In z/OS V1R12 and V1R13, System SSL is providing capability to identify System SSL applications that are running in FIPS 140-2 mode that have been started before ICSF was available. Identification of these applications is done by using the System SSL started task (GSKSRVR) and the z/OS tracking facility. See z/OS MVS Planning: Operations for more information about the z/OS tracking facility.

When the System SSL started task is enabled to write to the tracking facility, the started task will get notified of any SSL applications that are running in FIPS 140-2 mode before ICSF was available. The messages in the z/OS tracking facility can be monitored by issuing a DISPLAY OPDATA,TRACKING command to see which System SSL applications are running in FIPS 140-2 mode before ICSF being available. The following example shows output from the DISPLAY OPDATA,TRACKING command:

12.43.50           d o,tr                                                
12.43.50           CNZ1001I 12.43.50 TRACKING DISPLAY 788             
STATUS=ON       NUM=4    MAX=1000 MEM=n/a EXCL=0     REJECT=0         
---- TRACKING INFORMATION---- -VALUE-- JOBNAME   PROGNAME+OFF-- ASID NUM
GSK01058I No ICSF for FIPS.         00 GSKSRVR   GSKSRVR   D9D6   48   1
GSK01059I SSLAPP1 no ICSF.          00 GSKSRVR   GSKSRVR   DAB0   48   5
GSK01059I SSLAPP2 no ICSF.          00 GSKSRVR   GSKSRVR   DAB0   48   2
GSK01059I SUIMGVD9 no ICSF.         00 GSKSRVR   GSKSRVR   DAB0   48   1  
------------------------------------------------------------------------  .

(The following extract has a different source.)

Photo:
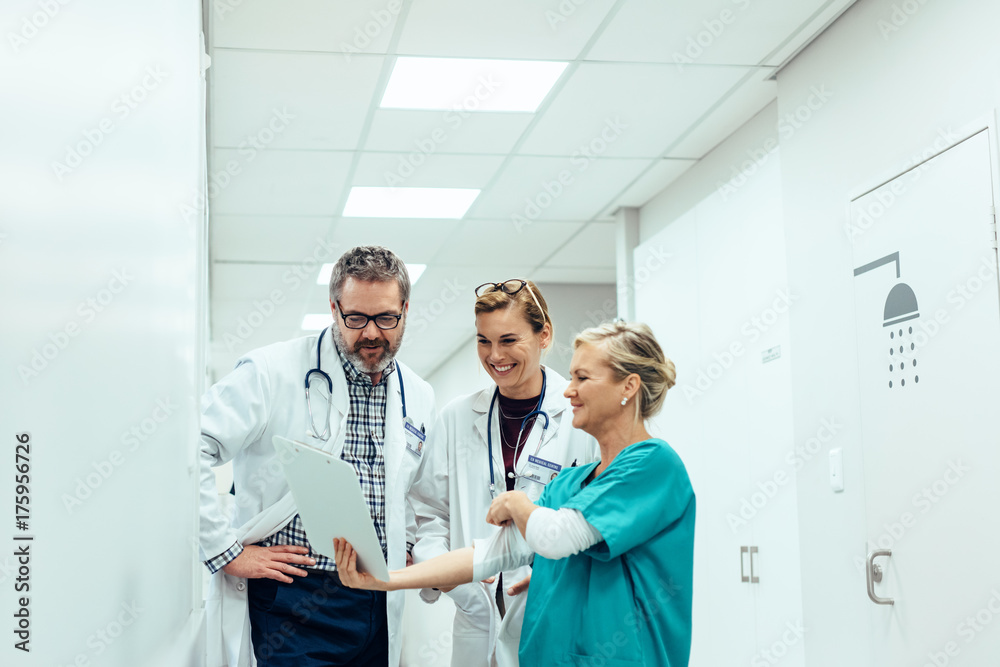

From the tracking information above:

The GSK01058I message is the generic message that is written to the z/OS tracking facility once for the life of the System SSL started task. This message is issued the first time when either the System SSL started task or a System SSL application is running in FIPS 140-2 mode before ICSF being available.
The SSLAPP1 job was started or submitted 5 times
The SSLAPP2 job was started or submitted 2 times.
The SUIMGVD9 job was started or submitted just 1 time.

For more information about the support in APAR OA40816, see the documentation updates in OA40816.

Reference information: For additional information about System SSL use of ICSF callable services, see z/OS Cryptographic Services System SSL Programming.

For additional information on the ICSF installation options file, see z/OS Cryptographic Services ICSF System Programmer's Guide.

For additional information about ICSF's CSFSERV resource class and the Installation Option Display panel, see z/OS Cryptographic Services ICSF Administrator's Guide.